If a girl's father were to die before she married, another type of marriage was an option for her. 4 Epidikazein was to establish in court by an archon that the property and daughter of the deceased man should be passed to the nearest male relative. In the event that a man died without sons, but with an unmarried daughter, the nearest male relative succeeded to the estate and married the daughter, called epikleros, an heiress. If he refused her, the girl and the estate would pass to the nearest male relative in succession. If this male relative was already married, but wanted the girl and the estate, he would divorce his current wife and marry the girl. The point of such a union was to produce a male heir, who would ultimately inherit his grandfather's estate and become his mother's kyrios two years after reaching puberty.5

A third marital-type union resulted when a family did not have enough money to provide a dowry for their daughter, but instead gave her to a man as his pallake, concubine.

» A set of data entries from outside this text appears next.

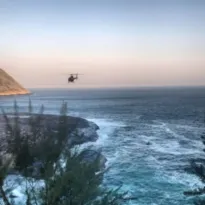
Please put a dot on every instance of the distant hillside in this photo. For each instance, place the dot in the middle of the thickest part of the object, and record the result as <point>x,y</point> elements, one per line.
<point>8,86</point>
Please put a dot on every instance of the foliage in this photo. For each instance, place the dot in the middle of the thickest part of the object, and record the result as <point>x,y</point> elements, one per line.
<point>41,153</point>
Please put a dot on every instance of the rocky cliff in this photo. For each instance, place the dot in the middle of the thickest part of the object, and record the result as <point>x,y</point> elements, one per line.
<point>79,131</point>
<point>8,86</point>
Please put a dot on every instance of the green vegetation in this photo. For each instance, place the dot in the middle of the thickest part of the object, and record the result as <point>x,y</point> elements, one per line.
<point>39,153</point>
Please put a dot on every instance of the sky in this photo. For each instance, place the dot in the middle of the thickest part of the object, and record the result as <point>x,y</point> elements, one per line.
<point>113,43</point>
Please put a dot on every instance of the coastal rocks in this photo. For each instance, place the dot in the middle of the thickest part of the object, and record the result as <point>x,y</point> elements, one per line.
<point>91,156</point>
<point>80,131</point>
<point>8,86</point>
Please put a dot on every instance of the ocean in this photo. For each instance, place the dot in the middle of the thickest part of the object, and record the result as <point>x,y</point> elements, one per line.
<point>149,135</point>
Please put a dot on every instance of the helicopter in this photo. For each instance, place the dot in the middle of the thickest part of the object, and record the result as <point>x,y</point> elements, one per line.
<point>73,77</point>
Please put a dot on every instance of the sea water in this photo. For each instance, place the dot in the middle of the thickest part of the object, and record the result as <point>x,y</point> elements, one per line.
<point>149,135</point>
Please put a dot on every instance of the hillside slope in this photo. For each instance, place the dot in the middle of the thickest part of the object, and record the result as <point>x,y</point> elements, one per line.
<point>8,86</point>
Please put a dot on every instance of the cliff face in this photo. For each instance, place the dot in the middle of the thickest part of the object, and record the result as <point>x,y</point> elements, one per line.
<point>8,86</point>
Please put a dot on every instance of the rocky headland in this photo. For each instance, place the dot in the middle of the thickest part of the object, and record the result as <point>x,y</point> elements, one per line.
<point>9,86</point>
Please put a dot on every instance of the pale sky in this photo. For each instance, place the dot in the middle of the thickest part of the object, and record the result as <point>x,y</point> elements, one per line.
<point>112,42</point>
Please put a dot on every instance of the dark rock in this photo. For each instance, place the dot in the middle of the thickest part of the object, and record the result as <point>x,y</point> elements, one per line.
<point>91,156</point>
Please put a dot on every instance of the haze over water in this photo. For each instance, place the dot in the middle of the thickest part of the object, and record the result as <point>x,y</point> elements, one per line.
<point>112,42</point>
<point>147,135</point>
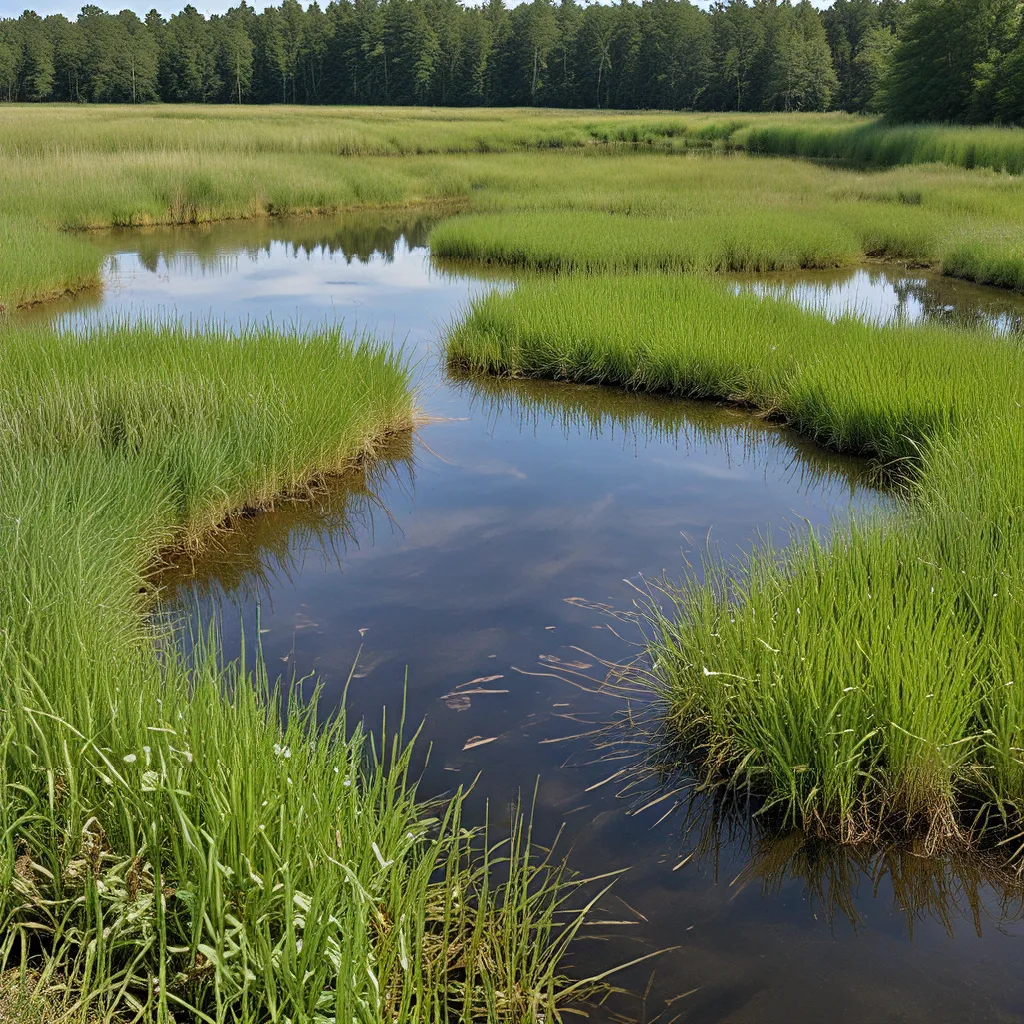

Again the woman had no voice in the transaction. The family could even "sell" her to make money. A woman could also become a pallake if she installed herself without the help of her oikos, by choosing to cohabitate, sunoikein, with a man. A pallake was usually foreign. Her own and her children's ability to inherit changed with time. By fifth-century Athens, the law regarding free children was the same for wives and concubines.6

The final "marital" relationship which demands consideration here is that between a man and an hetaira. Unlike other types of "wives," however, hetaira did not live with the men with whom they were involved. These women could be intelligent, beautiful, and respected companions for men and were usually foreign.7 They could have sexual relations with men and were paid, but the women were more than just sexually proficient high-class prostitutes. They were often educated in both politics and philosophy, and discussed these topics with men at symposia.8 On occasion, an hetaira would participate in a monogamous relationship with a specific man, but as a rule she would not live with him. If she did, she would then be considered a pallake. Aspasia, one of the most famous hetairai, became Pericles' concubine around 445 B.C. after impressing him with her broad knowledge and opinions on the day's political affairs. The only difference in their relationship that caused this change in designation for her was the status of their living arrangement.


Footnotes:
1. Sappho, fragment 44, lines 24 - 27, the Wedding of Hektor and Andromache. The translation is my own.
2. Menander, fr. 720.
3. For more on the legality of engue, see Patterson, Cynthia B. 1991. "Marriage and the Married Woman in Athenian Law" in Sarah B. Pomeroy (ed.) Women¹s History and Ancient History. Chapel Hill: 48-72. Here Patterson discusses engue and gamos as the most important parts of the marriage procedure. She stresses that engue was the private part of the procedure, but that it also established legitimacy for the union and the children it produced.
4. By the fourth century, however, this practice had become uncommon, though why exactly is uncertain.
5. The property and the mother would pass to the control of the sons upon reaching puberty because the purpose of this type of marriage was not to establish a union, but to continue the line of the dead father. The husband was even required by law to engage in sexual intercourse with his wife at least three times a month in order to beget heirs for the dead father and not himself. In contrast, in an engue marriage, the husband would beget his own heirs.
6. Sealey, Raphael. 1990. Women and Law in Classical Greece. Chapel Hill, 25-36. During the Peloponnesian War, Athenian citizenship laws were relaxed in order to repopulate the society with males.
7. Aspasia was from Ionia, for example.
8. Generally, citizen women were not educated and were not allowed to attend symposia.